Radiotherapy Helpful for Certain Patients with Lung Cancer
Patients with lung cancer live longer when surgery is followed by radiation therapy, but only if the disease is at an advanced stage, according to a study by Yale School of Medicine researchers published this week in the Journal of Clinical Oncology.
The analysis of 7,465 patients found that in patients whose lung cancer had spread to the regional lymph nodes between the lungs (mediastinal), overall survival at five years was 27 percent in patients receiving surgery plus radiation therapy compared to 20 percent in patients who were treated with surgery alone.
“This analysis of outcomes for a very large group of patients shows that post operative radiotherapy for patients with positive mediastinal nodes may improve their overall survival, something which has not been clearly demonstrated in previous studies,” said Lynn Wilson, M.D., associate professor, vice chairman and clinical director of the Department of Therapeutic Radiology and senior author of the study.

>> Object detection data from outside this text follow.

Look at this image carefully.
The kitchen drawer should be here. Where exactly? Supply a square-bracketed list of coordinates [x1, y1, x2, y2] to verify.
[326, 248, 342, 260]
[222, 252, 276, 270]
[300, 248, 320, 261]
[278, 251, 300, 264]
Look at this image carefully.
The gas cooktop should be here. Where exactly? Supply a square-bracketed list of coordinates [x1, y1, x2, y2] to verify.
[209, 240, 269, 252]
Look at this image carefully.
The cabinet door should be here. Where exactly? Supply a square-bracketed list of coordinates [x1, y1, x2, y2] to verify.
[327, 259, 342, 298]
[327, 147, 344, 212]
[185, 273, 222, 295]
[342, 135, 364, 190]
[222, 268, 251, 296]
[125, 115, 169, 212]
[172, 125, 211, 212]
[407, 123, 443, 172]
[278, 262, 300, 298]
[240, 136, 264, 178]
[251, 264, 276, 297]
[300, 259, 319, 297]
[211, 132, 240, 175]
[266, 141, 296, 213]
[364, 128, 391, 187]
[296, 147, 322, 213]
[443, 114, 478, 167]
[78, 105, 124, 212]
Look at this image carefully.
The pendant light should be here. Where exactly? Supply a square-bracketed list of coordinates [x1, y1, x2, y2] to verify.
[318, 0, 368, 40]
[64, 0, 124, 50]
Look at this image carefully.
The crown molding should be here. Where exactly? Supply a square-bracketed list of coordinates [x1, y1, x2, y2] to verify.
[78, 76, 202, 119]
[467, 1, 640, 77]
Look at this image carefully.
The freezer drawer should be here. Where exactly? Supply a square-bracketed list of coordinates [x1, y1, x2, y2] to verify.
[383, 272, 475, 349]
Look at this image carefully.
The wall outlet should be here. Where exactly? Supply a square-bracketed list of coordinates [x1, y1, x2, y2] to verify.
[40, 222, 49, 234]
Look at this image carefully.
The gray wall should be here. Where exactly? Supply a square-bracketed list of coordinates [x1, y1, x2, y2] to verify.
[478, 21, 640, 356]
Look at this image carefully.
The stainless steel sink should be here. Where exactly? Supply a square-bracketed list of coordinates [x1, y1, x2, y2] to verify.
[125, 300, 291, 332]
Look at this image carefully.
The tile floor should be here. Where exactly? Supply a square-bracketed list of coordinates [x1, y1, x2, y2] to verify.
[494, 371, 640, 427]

The study analyzed data from the Surveillance, Epidemiology and End Results Database (SEER), a national program that collects information on cancer cases from registries that represent 26 percent of the U.S. population. Wilson cautioned that although the findings are encouraging, clinical parameters including technical aspects of the surgery, other contributing illnesses, radiation techniques and radiation dose that may have an impact on the findings are not available from the SEER data.
Wilson noted that some previous studies have suggested a detrimental effect on survival for patients receiving postoperative radiotherapy, particularly for patients with earlier stage cancers in which there was no lymph node involvement (N0), or cancer had spread only to the first echelon lymph nodes (N1).
“For those patients with involvement of mediastinal lymph nodes, the role of post operative radiotherapy has been controversial, and although data suggested local disease control benefits, overall survival improvements were not clear,” Wilson said. “The current study confirms the findings regarding the detrimental effects of postoperative radiotherapy on survival for those with N0 or N1 disease, but reveals a significant improvement in survival for those with mediastinal lymph nodes which is a notable finding.”
The lead author was Brian Lally, M.D., of Wake Forest University School of Medicine. Co-authors were Bruce Haffty, M.D., Cancer Institute of New Jersey, and Daniel Zelterman, Joseph Colasanto, M.D., and Frank Detterbeck, all of Yale.